Anaerobic biotechnology UASB

This is one of the most widely used anaerobic processes in the world due to two main features:

• All three processes, decomposition - sedimentation - air separation, are installed in the same structure;

• Generating sludge with a very high microbial density and a sedimentation rate much greater than that of suspended aerobic activated sludge.

Besides, as compared to the aerobic activated sludge process, the anaerobic biological treatment process using UASB has advantages such as:

• Operating energy demand is reduced.

• Excess sludge is minimized, lowering sludge treatment costs;

• Water can be easily separated from generated sludge;

• Low nutritional requirements should result in lower nutritional supplement costs;

• Capable of extracting energy from methane gas;

• Since anaerobic can be restored and usable after a time of inactivity, it is suitable for seasonal service.

The UASB (Up-flow Anaerobic Slugle Blanked) system was created from an anaerobic treatment system for wastewater with high organic pollutant concentrations. Because of all the following benefits, UASB has been studied in detail and widely used in the world in recent years:

• Although this organic decomposition load is heavy, the treatment system requires a limited amount of space.

• Low energy demand as a result of a shortage of oxygen supply.

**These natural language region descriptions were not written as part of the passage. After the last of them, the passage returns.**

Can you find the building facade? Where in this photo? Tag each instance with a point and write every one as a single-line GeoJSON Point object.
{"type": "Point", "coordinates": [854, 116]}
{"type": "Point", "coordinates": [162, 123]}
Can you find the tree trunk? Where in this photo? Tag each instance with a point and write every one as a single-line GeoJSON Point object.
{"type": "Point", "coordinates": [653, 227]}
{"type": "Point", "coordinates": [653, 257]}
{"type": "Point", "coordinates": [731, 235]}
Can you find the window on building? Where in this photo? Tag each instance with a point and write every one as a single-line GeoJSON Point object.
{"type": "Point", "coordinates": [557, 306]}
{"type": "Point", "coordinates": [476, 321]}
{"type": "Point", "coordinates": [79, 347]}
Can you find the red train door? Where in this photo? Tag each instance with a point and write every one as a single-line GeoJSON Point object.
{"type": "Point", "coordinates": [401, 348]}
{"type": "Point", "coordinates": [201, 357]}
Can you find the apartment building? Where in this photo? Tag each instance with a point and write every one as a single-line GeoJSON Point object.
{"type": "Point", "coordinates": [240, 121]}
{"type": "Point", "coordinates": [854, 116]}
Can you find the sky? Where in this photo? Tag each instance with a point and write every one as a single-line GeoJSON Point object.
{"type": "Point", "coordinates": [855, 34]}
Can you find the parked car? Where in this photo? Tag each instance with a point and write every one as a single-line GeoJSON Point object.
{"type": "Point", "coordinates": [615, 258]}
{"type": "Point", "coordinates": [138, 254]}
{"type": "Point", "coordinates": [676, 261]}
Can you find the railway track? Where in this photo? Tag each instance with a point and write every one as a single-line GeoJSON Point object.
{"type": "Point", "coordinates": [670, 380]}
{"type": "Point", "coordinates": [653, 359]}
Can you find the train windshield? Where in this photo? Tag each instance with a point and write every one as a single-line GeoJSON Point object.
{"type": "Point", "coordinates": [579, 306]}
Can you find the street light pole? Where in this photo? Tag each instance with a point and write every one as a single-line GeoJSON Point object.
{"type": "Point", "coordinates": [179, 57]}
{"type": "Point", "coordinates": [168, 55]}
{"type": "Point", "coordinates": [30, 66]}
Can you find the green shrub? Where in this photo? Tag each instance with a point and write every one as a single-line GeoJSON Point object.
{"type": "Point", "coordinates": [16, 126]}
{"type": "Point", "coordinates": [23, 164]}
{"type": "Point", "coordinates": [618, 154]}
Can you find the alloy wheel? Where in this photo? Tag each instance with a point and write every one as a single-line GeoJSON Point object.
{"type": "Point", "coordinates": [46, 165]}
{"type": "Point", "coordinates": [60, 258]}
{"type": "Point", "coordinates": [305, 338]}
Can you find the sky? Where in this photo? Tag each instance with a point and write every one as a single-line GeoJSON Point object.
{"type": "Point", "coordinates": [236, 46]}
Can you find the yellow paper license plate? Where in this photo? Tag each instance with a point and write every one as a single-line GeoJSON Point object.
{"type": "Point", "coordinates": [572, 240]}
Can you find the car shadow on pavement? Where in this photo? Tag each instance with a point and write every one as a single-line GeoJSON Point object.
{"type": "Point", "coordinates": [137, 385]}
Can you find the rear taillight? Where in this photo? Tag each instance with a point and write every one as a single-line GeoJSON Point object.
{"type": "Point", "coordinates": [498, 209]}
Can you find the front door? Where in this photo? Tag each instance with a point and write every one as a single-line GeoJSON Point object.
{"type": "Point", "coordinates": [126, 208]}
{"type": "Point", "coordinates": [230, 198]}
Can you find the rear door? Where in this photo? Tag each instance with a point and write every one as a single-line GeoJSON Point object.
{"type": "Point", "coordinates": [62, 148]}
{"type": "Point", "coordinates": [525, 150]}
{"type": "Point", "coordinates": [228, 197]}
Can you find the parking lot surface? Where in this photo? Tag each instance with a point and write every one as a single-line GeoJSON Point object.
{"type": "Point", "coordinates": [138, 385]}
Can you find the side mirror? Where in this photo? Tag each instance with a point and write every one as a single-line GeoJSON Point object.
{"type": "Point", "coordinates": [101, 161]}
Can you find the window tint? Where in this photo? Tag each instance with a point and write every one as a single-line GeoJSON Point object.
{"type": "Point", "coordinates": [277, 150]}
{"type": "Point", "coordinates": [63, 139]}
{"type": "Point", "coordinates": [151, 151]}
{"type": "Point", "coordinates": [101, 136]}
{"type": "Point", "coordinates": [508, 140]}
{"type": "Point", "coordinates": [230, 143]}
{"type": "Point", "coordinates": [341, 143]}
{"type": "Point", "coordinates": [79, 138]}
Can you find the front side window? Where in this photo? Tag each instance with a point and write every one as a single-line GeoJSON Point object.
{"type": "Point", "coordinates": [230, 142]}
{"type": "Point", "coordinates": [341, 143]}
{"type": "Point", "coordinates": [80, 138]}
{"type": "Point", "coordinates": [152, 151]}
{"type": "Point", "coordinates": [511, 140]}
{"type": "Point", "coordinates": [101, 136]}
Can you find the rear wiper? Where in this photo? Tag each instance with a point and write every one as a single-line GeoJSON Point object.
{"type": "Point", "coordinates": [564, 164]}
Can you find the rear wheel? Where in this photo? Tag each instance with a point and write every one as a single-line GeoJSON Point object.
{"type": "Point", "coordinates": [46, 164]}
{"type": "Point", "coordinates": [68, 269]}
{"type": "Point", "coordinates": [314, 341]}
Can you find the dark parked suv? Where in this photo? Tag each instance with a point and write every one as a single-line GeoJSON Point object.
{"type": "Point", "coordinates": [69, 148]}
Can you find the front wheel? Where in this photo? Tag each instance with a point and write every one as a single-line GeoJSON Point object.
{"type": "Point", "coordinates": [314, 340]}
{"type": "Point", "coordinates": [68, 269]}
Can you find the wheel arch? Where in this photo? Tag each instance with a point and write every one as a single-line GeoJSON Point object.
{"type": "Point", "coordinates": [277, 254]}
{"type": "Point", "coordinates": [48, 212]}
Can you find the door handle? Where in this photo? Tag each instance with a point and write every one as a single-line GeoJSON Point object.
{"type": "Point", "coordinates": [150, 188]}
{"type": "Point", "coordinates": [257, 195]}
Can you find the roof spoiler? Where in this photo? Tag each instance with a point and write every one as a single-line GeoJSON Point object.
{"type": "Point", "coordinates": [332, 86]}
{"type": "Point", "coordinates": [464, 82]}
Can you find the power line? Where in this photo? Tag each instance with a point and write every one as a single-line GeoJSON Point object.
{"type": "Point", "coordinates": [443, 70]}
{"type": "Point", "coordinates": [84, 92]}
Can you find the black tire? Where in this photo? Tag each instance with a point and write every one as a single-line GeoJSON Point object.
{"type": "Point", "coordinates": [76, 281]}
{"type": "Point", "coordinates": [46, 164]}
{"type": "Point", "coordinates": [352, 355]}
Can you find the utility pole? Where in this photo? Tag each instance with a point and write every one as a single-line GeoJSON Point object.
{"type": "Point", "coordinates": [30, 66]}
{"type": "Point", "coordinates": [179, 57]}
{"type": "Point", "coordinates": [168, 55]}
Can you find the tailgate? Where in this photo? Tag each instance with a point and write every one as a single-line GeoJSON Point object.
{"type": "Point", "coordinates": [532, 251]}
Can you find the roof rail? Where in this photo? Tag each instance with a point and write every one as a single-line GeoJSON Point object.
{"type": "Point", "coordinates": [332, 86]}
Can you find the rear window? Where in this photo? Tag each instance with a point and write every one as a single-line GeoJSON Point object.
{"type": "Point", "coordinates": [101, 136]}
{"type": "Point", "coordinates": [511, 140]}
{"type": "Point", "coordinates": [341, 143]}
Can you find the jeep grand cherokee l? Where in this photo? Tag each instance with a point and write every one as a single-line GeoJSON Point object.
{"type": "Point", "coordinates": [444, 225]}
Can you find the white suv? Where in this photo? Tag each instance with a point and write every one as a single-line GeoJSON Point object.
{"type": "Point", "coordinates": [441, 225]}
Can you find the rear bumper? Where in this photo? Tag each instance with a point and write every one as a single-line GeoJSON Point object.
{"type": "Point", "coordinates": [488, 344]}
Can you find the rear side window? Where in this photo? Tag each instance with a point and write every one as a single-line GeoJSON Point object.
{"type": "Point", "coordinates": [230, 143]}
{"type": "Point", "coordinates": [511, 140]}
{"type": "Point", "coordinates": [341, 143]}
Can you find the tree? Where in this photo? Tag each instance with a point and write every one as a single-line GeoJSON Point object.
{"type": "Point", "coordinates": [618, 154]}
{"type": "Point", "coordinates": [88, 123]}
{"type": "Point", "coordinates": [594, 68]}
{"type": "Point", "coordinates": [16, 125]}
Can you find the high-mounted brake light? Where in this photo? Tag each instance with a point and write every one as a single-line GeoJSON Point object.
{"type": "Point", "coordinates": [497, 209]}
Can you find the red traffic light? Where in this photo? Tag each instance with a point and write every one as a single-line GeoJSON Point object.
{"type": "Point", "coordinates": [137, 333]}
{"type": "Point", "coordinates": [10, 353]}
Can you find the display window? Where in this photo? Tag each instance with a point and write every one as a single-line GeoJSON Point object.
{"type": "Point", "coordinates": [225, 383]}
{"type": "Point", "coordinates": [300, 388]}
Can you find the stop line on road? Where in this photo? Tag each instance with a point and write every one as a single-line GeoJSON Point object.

• Energy-recovery capability.

In conclusion, the decomposition of organic compounds by microorganisms is at the heart of biotechnology wastewater treatment. The methods of biodegradation can be categorized as aerobic, anaerobic, or arbitrary depending on the quality of the air supply. To achieve a high biodegradation efficiency of organic contaminants, essential nutrients such as nitrogen, phosphorus, and probably some rare elements must be added. Because of the low operational and maintenance costs, biological treatment is used in a wide range of situations.

Posted by Stephen Nguyen

May 4th, 2021

Author: All information collected from many internet sources.